HENDERSON, Nev. -- There was something oddly familiar to Tom Flores, the Las Vegas Raiders' Hall of Fame coach, as he watched video highlights of the team's second-round draft pick from his home.
A bulky but fluid tight end, racing across the middle of the field, catching anything close to him when he wasn't clearing defenders out of his way as a just-as-effective blocker. And wearing a Notre Dame jersey, to boot?
Michael Mayer, meet Dave Casper.
"I liked what I saw," Flores told ESPN.com of Mayer's highlight reel. "He has the size, he's well-built and he moves well."
Yeah, the last time the Raiders drafted a tight end from Notre Dame worked out well for both parties. And Flores was there to coach Casper when the Raiders took him in the second round of the 1974 draft, No. 45 overall, as he began his own Canton-bound career.
In Mayer, the Raiders got significant value as they also drafted him in the second round, trading up three spots to No. 35, after having him listed among their top 15 overall prospects.
And not only did the Raiders get a top-rated tight end, they addressed a key position of need after they traded former Pro Bowler Darren Waller to the New York Giants for a third-round draft pick earlier in the offseason -- Waller had missed 13 of the Raiders' last 23 regular-season games with injuries -- and allowed Foster Moreau to walk in free agency.
"[Mayer] has a skill set to come in and make an impact for us in Year 1, and how far that goes, I'm not going to put any expectations on him to say he's going to be this or that, but definitely feel like he can come in and make an impact for us in the passing game," said Raiders general manager Dave Ziegler, who acknowledged he contemplated trading up into the first round to select Mayer.
"Michael is going to be here for a long time from a contractual standpoint. But high ceiling for him if he continues to grow and learn the nuances of the game. You're going to see some different coverages and some different matchups than you see in the college game, but he has a very good skill set to make an impact for us."
Especially, Ziegler said, on third down and in the red zone with such "short-area quickness" and size at his disposal.
"Probably in terms of our scale of traits, one of the highest guys on our board in that regard, too," Ziegler added.
Last fall, the 6-foot-4, 249-pound Mayer led the Fighting Irish with 67 catches for 809 yards and nine touchdown receptions -- a school record for a tight end. He left Notre Dame holding school career records for a TE in catches (180), receiving yards (2,099) and receiving TDs (18) and caught a pass in all 36 games he played.
Coming to the Raiders, Mayer, who ran a 4.7 40 at the combine and was the third of 15 tight ends drafted, said he wanted to continue working on his blocking.

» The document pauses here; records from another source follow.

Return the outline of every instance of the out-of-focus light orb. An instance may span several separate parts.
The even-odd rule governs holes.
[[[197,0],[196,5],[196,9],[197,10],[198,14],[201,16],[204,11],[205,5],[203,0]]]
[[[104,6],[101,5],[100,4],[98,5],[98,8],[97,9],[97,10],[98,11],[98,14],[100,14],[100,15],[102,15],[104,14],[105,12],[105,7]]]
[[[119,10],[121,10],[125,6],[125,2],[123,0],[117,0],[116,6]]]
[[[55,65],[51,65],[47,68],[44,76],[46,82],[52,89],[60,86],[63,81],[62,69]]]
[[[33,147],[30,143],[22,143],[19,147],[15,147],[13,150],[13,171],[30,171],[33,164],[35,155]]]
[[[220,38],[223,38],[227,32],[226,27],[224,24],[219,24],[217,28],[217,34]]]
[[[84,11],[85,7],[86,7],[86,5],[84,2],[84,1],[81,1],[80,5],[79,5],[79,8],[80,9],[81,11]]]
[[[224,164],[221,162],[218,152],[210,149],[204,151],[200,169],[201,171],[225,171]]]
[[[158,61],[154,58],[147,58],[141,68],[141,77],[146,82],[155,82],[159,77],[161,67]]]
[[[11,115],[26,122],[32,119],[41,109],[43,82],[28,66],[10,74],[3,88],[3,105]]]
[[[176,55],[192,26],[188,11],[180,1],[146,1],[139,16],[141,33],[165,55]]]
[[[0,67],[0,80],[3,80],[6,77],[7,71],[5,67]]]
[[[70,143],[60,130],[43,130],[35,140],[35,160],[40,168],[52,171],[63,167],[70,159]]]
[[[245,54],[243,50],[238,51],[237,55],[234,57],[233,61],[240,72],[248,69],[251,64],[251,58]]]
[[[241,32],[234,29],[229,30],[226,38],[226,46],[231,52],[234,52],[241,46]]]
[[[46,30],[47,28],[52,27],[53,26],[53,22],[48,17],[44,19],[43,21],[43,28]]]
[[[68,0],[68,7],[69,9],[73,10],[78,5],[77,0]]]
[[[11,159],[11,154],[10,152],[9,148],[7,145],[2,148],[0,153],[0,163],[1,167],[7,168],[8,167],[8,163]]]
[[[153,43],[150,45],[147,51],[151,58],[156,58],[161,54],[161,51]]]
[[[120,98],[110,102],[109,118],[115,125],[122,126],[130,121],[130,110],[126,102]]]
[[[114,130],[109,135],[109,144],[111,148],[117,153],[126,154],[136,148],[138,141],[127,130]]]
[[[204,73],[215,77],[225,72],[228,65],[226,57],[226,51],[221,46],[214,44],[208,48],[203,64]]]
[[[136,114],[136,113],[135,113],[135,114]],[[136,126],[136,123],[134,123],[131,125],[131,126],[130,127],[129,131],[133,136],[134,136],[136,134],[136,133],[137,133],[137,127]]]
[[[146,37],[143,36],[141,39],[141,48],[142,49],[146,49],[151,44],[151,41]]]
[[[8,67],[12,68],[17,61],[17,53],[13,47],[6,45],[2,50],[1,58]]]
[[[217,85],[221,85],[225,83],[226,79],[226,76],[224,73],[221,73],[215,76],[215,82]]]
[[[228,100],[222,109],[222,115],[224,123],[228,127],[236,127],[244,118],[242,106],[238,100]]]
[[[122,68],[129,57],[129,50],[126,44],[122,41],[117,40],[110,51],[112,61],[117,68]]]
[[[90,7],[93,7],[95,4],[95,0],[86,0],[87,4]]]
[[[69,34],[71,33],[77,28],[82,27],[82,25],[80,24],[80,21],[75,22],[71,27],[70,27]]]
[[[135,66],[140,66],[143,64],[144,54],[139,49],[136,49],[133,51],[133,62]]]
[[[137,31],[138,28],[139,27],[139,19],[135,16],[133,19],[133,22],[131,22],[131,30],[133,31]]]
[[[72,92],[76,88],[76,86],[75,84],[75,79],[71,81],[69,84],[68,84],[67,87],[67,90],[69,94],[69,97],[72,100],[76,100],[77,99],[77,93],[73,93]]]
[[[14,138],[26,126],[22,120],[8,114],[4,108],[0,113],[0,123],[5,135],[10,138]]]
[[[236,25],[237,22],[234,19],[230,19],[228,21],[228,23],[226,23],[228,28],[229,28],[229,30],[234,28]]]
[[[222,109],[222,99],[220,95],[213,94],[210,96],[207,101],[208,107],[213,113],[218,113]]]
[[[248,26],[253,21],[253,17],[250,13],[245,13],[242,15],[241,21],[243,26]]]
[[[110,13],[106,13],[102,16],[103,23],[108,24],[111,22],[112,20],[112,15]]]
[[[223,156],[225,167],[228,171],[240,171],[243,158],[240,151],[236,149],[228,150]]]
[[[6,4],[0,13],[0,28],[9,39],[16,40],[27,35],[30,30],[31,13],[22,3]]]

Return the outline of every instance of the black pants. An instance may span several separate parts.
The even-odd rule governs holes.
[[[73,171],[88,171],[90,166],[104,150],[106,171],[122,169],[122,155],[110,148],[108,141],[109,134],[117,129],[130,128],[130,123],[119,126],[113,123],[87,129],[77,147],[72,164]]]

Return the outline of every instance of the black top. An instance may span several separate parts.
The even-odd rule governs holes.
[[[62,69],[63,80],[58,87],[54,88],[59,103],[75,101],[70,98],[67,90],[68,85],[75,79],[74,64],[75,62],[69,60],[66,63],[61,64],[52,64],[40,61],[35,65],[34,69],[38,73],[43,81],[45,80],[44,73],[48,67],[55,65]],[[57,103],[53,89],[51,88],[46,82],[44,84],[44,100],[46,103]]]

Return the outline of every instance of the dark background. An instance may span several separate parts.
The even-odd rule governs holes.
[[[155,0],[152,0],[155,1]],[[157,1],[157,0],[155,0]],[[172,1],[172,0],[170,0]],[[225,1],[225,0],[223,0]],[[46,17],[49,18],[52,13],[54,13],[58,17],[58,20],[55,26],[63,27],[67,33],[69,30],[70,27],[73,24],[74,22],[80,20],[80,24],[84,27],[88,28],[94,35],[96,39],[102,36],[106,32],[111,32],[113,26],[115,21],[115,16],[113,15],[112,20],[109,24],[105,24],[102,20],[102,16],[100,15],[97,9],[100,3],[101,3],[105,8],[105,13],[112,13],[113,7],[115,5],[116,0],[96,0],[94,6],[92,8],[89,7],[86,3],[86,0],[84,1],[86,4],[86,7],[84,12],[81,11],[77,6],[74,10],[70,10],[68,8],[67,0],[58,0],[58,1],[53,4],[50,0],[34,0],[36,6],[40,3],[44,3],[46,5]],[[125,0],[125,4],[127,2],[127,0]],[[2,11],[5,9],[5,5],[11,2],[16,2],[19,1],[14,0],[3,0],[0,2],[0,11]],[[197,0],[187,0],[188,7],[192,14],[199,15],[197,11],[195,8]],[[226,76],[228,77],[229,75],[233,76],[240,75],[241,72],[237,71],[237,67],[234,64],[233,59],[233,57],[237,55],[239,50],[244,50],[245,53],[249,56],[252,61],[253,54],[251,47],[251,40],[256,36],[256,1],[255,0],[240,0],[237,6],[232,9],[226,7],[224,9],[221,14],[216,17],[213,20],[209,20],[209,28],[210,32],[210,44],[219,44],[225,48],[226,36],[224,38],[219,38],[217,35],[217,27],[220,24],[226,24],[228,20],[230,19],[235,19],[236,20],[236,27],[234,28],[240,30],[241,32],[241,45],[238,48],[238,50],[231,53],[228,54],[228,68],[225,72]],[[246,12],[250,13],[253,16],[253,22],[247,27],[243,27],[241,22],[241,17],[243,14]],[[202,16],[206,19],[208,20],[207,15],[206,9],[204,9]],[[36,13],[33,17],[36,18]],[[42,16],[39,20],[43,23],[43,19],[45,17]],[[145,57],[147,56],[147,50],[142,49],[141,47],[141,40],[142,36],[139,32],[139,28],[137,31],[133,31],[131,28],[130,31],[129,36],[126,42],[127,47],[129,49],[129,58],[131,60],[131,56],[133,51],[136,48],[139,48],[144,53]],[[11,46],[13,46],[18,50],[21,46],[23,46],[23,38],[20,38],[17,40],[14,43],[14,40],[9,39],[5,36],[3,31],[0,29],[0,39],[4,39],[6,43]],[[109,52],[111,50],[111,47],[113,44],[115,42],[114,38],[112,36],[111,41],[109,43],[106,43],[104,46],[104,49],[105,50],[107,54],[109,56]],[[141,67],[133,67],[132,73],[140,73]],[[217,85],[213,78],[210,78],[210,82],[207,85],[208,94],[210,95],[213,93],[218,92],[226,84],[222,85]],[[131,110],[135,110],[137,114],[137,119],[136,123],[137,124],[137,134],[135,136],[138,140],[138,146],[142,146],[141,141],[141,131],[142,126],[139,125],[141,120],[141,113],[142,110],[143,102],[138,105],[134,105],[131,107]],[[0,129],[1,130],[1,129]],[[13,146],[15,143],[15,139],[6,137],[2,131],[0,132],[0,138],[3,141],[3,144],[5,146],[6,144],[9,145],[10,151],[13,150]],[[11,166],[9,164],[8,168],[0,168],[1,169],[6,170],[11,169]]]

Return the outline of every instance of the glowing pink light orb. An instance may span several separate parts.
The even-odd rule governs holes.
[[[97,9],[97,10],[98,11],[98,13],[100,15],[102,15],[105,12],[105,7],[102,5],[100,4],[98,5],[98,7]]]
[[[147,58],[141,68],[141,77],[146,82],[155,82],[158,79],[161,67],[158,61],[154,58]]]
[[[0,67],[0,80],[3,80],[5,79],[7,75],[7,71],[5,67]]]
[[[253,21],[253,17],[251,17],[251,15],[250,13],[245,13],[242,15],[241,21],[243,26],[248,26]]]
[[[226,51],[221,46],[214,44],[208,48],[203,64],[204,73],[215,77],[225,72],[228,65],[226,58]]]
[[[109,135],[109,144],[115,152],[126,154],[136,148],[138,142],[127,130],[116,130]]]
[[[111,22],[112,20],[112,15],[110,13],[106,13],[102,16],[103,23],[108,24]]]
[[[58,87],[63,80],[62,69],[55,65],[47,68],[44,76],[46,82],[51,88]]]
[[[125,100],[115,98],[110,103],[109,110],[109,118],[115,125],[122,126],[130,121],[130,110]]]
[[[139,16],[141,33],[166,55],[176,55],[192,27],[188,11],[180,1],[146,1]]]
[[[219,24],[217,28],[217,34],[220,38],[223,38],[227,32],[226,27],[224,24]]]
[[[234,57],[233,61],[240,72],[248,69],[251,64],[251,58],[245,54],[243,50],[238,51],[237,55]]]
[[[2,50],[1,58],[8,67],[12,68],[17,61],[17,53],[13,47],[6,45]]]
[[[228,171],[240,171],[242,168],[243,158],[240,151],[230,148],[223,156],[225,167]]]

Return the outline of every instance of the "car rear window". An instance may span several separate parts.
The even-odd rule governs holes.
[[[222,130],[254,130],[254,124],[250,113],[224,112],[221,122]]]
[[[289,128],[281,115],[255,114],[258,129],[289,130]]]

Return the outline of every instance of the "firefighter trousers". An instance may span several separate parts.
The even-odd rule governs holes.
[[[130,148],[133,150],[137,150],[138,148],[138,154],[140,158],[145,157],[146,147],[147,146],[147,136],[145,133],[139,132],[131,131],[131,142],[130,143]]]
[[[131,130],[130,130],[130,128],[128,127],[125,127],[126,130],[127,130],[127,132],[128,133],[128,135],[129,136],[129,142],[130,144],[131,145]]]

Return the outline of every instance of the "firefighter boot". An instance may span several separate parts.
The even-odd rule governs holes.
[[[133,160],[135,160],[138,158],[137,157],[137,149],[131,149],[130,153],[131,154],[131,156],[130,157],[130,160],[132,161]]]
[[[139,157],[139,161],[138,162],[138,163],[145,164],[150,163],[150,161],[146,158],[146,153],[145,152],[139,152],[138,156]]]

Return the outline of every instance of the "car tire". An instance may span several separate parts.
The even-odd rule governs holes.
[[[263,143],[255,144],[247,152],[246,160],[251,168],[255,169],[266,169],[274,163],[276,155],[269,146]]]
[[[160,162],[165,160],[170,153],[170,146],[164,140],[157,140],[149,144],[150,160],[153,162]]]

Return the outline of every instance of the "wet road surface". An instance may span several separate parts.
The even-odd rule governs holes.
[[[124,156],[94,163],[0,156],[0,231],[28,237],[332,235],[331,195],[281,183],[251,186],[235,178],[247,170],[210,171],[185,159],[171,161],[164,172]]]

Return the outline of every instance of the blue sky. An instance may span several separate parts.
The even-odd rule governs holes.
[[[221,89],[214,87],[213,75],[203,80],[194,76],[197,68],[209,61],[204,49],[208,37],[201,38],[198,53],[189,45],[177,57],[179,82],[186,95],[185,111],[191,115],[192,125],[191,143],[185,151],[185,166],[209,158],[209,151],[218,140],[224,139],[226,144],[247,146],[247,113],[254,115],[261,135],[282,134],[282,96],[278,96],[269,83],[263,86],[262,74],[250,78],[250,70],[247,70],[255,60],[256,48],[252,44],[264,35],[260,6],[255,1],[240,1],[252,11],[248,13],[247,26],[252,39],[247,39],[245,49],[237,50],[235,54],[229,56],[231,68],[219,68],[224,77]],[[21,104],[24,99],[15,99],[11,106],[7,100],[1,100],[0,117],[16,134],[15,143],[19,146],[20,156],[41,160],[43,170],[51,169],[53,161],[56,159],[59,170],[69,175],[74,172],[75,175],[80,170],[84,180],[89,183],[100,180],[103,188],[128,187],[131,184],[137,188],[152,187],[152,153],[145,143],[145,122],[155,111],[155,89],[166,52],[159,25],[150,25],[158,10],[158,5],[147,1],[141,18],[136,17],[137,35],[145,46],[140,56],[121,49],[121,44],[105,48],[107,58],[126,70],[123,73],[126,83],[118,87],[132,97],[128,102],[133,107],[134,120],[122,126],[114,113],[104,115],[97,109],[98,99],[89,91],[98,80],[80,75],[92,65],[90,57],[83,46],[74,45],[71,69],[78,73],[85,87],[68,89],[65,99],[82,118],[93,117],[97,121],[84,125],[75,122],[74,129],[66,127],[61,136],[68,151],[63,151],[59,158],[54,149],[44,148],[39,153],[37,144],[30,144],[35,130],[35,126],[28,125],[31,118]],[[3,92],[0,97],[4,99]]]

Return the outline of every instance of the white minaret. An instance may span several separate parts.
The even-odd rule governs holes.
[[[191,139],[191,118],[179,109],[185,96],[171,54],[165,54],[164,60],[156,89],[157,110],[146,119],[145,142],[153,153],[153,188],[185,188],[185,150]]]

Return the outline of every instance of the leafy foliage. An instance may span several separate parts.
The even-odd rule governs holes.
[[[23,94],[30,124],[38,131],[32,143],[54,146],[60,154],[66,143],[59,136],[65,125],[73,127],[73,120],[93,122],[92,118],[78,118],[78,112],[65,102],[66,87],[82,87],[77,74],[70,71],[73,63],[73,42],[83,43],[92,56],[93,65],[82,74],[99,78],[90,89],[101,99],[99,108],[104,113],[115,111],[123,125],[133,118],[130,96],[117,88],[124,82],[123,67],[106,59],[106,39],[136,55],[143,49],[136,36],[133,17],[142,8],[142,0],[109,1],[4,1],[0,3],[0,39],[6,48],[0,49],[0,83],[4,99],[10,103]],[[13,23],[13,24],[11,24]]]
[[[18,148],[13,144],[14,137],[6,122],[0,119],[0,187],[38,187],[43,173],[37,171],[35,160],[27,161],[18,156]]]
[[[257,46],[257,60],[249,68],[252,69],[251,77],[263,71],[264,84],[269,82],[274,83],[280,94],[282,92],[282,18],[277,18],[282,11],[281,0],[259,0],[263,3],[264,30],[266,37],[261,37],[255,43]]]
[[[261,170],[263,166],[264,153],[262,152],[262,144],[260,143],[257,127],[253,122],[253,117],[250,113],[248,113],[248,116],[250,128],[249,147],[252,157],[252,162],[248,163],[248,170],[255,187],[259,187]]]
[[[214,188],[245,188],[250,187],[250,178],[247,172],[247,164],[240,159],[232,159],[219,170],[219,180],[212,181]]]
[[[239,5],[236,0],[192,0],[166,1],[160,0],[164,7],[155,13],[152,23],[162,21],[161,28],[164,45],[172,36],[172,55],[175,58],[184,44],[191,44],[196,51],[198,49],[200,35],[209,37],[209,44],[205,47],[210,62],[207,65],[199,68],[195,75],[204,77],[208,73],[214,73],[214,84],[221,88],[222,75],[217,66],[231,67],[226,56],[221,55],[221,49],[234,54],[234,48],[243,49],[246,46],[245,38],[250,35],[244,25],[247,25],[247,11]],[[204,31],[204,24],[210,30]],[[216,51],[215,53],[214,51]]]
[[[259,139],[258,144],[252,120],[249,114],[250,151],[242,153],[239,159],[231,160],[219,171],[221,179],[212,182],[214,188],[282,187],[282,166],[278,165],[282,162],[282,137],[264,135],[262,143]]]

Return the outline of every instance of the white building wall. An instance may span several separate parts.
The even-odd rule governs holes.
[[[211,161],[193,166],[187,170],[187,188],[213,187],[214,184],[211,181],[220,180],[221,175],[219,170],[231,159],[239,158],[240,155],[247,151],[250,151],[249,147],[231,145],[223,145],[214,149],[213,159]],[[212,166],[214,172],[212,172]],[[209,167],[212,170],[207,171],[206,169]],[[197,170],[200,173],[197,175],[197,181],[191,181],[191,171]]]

"The receiving part of it has always kind of been there for me, but I really had to kind of dig deep for that blocking," he said. "It's only going to keep getting better. So that's something I pride myself on a lot and I think being able to do both of those things ... is very, very important for a tight end. And I'm going to keep working at both of them and keep trying to excel at both of them.
"I'm going to come in and I'm just going to try to absorb as much information as I can [from Hooper and Howard]. Those guys, they've played a lot of football, that's for sure. And so, I'm going to come in and I'm going to learn a lot from them. We're going to complement each other well and we're going to have fun doing it. And we're going to win ballgames and it's going to be fun."
Beyond the Raiders' tradition at the position, Las Vegas coach Josh McDaniels' offense has always shown an affinity for playmaking tight ends.
"So, I think I'm going to fit very well into the offense," Mayer said. "I think it goes back to kind of what I was saying before; it's coming in, it's doing what they're asking me to do, and not doing anything more. Because it's about winning football games and that's kind of what they drafted me to do."
That's what the last Notre Dame tight end drafted by the Raiders did, too. Casper, as Flores noted, was not the fleetest of foot, either.
"But David could run," said Flores, who was the Raiders receivers coach in Casper's first five seasons before ascending to the head spot. "He was deceptive in his running. He had speed. You saw that in the 'Ghost to the Post.'
"He was a bright player. Sometimes too bright," Flores laughed. "But he was great. He caught everything that was close to him. That he could run routes as well as he did was a pleasant surprise."
"Casper did not waste any movements," Flores said. "Dave was brilliant."
Casper had the sure-handed Fred Biletnikoff and the speedy Cliff Branch, both of whom would also have busts in Canton, clearing out “alleys” for Casper in the middle of the field, Flores said.
The current Raiders have an All-Pro wideout in Davante Adams and a former Pro Bowl slot receiver in Hunter Renfrow, in addition to signing Jakobi Meyers in free agency and drafting Tre Tucker in the third round.
And as Flores saw it, his old team drafting a quality tight end was necessary, given the talent at the position in the rest of the division with All-Pro Travis Kelce of the Kansas City Chiefs, the Los Angeles Chargers' Gerald Everett and the Denver Broncos' recently acquired Adam Trautman.
"We have to be strong at tight end," Flores said. "The AFC West is Tight End World."